BASINA VE KAMUOYUNA:
Emeğin, eşitliğin, özgürlüğün, barışın, adaletin ve demokrasinin egemen olduğu bir ülkenin ütopya olmaktan çıkması için, fabrikaların bacalarını tüttüren, tuğlaları üstüste koyup binaları yükselten, topraktan bereket fışkırtan, bilgisayarın tuşlarında dünyayı bizlerle buluşturan, temizleyen inşaa eden, çizen, eken, biçen, toplayan ve bizleri haberdar eden, kısaca üreten işçi kardeşlerimizin alnının terinin, emeğinin karşılığını alması gerekliliğine olan inancımla; Öncelikle 1 MAYIS EMEGİN VE İŞÇİNİN BAYRAMIMIZ KUTLU OLSUN.
Özlemini duyduğumuz bu değerlerle inşa edilmiş bir ülkenin ve hatta bir dünyanın artık çok uzaklarda bir ütopya olmadığının bilinciyle yüzümüzü güneşe dönüp. aydınlık yarınları birlikte kurmak en büyük özlemimizdir.
Biz, yıllardır binlercesi iş başında öldürülen işçiler ve yaşamak için ölümüne çalıştırılan işçiler olsun istemiyoruz.

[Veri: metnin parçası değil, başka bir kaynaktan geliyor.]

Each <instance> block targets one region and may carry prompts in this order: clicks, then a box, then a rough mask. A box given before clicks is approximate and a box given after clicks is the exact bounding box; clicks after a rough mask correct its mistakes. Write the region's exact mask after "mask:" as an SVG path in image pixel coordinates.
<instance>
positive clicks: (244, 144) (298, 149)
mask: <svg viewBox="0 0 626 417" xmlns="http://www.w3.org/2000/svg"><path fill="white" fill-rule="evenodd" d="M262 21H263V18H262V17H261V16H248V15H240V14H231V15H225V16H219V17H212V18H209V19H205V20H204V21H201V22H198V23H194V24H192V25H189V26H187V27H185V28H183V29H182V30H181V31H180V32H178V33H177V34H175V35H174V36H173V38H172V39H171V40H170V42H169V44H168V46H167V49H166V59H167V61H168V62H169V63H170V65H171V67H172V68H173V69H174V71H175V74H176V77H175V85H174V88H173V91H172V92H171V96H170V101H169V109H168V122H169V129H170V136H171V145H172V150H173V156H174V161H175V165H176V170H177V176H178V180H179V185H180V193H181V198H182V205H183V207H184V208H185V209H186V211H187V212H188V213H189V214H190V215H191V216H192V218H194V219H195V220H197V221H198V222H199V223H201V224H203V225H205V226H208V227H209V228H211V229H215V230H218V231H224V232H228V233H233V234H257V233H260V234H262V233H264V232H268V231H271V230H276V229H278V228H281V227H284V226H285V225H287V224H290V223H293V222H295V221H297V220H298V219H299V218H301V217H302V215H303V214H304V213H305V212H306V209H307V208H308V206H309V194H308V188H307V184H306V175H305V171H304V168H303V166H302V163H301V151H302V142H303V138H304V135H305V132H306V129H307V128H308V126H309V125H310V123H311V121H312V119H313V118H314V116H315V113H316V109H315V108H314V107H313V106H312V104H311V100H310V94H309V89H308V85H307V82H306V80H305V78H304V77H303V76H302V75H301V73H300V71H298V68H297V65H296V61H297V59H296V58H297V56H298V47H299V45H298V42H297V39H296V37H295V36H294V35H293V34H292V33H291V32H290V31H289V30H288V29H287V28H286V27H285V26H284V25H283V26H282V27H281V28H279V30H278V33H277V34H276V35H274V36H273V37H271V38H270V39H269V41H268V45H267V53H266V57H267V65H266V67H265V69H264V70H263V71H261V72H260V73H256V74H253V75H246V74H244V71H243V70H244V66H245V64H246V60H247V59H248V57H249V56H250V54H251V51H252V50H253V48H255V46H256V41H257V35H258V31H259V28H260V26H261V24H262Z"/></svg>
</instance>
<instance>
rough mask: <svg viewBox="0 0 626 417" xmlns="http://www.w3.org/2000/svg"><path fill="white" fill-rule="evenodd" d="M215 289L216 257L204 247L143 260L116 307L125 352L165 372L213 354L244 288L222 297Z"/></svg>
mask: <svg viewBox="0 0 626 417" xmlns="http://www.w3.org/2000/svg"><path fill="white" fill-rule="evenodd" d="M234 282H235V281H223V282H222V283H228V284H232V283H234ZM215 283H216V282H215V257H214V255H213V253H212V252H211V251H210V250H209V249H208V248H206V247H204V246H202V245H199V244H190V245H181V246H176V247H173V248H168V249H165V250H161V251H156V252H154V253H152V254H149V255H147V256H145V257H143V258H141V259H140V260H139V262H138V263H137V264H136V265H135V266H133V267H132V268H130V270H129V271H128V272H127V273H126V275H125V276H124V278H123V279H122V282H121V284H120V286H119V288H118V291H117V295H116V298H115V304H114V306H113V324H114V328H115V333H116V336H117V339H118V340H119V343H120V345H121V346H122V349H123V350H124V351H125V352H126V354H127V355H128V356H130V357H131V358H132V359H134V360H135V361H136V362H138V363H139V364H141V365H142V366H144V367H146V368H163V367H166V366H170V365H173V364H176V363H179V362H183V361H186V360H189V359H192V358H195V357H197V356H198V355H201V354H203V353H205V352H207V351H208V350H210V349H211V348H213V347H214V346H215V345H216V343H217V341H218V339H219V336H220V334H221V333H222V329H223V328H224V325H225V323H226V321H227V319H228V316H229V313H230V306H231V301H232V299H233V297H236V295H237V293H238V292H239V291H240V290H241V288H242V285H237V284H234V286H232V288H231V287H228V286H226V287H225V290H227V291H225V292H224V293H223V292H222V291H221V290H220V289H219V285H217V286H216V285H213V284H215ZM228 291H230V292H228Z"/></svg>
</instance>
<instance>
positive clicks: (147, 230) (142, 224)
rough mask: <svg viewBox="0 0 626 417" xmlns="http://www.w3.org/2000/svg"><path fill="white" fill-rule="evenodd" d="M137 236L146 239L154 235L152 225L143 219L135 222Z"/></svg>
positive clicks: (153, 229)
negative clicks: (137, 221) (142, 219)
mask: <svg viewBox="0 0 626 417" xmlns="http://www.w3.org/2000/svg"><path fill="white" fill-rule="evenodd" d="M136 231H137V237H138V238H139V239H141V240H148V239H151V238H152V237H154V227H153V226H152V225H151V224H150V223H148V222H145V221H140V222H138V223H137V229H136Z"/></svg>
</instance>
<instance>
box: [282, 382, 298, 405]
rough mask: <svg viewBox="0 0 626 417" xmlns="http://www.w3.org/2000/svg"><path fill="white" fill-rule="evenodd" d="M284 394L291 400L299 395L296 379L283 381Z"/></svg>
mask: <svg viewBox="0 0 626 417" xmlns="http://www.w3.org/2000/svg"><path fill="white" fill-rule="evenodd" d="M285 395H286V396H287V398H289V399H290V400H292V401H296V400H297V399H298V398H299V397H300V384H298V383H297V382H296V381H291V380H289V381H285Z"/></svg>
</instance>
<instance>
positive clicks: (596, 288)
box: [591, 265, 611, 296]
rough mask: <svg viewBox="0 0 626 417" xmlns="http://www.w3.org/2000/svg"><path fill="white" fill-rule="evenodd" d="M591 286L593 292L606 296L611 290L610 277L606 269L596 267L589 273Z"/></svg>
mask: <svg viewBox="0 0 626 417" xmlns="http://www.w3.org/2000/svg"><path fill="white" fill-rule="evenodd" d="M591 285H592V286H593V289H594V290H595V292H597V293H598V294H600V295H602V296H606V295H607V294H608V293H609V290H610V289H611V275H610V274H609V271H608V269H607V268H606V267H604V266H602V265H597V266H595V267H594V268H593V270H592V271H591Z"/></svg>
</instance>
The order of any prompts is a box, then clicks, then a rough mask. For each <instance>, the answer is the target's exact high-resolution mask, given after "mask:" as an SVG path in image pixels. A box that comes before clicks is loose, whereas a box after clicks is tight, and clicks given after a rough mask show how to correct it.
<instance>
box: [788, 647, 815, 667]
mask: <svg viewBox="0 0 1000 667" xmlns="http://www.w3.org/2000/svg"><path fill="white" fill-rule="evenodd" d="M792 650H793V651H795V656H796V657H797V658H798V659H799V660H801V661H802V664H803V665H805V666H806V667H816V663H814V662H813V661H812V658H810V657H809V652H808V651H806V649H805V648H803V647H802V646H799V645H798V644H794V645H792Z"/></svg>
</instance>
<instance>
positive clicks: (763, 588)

Biz, simit hesabıyla ne kadar iyi durumda olduğu iddia edilen asgari ücretli işçinin insanca yaşamasını istiyoruz,
Biz, işçi kardeşlerimiz taşeron çalıştırmayla, özel istihdam bürolarıyla, esnek çalıştırmayla, sözleşmeli personel uygulamalarıyla köleliğe mahkum edilsin istemiyoruz; şantiyede, fabrikada, okulda, hastanede, atölyede, işyerlerinde, medyada, bankada, plazada, ambarlarda çalışırken yakalarımızın rengiyle, statülerimizle ayrıştırılıp güvencesiz çalıştırsın istemiyoruz; biz kıdem tazminatı için direnenleri saygıyla selamlıyoruz.
Biz, emeğinin karşılığını asgari ücretle yoksulluk sınırında alan, grev ve gerçek toplu sözleşme hakkı, örgütlenme ve siyaset yapma hakkı yok sayılan, mezarda emekliliğini sürgünlerde bekleyen kamu emekçilerinin bu muamemleye muhattap olmasını istemiyoruz.yi Emekçi kardeşlerimiz en insani ve en temel haklarını savunduğunda "terörist" damgası yemememli, tutuklanmamalı bu ülkenin onurlu insanları olarak yaşamalıdır diye haykırıyoruz.
Biz, işçi kardeşlerimiz isteklerini, taleplerini haykırdığında "polis destanıyla", adalet sarayıyla, yasakla, sürgünle, sansürle, panzerle, TOMA'yla, copla, gaz fişekleriyle, hapishanelerle, tabutluklarla karşılaşsın istemiyoruz.
İşte işçi kardeşlerimizle beraber haykırıyoruz:
Biz, savaşa ikna edilmek için üzerine 7-8 füze fırlatılması planlanan bir ülkenin yurttaşlarıyız; bin kere hayır, iktidardakilerin gücünü arttırmaktan başka bir anlamı olmayan savaşlarda ölmek, sakat kalmak, bedel ödemek istemiyoruz. Kürt sorununun savaşla çözülmeyeceğini yıllarca büyük bedeller ödeyerek görenler olarak kardeşlerimizle, komşularımızla savaşa hayır diyoruz!
Bu 1 MAYIS ın barış, mutluluk, huzur ve insanca yaşamın başladığı bir dönemin başlangıcı olması dileğiyle bir kez daha başta basın emekçisi kardeşlerimiz olmak üzere tüm emekçilerin bayramını kutluyorum.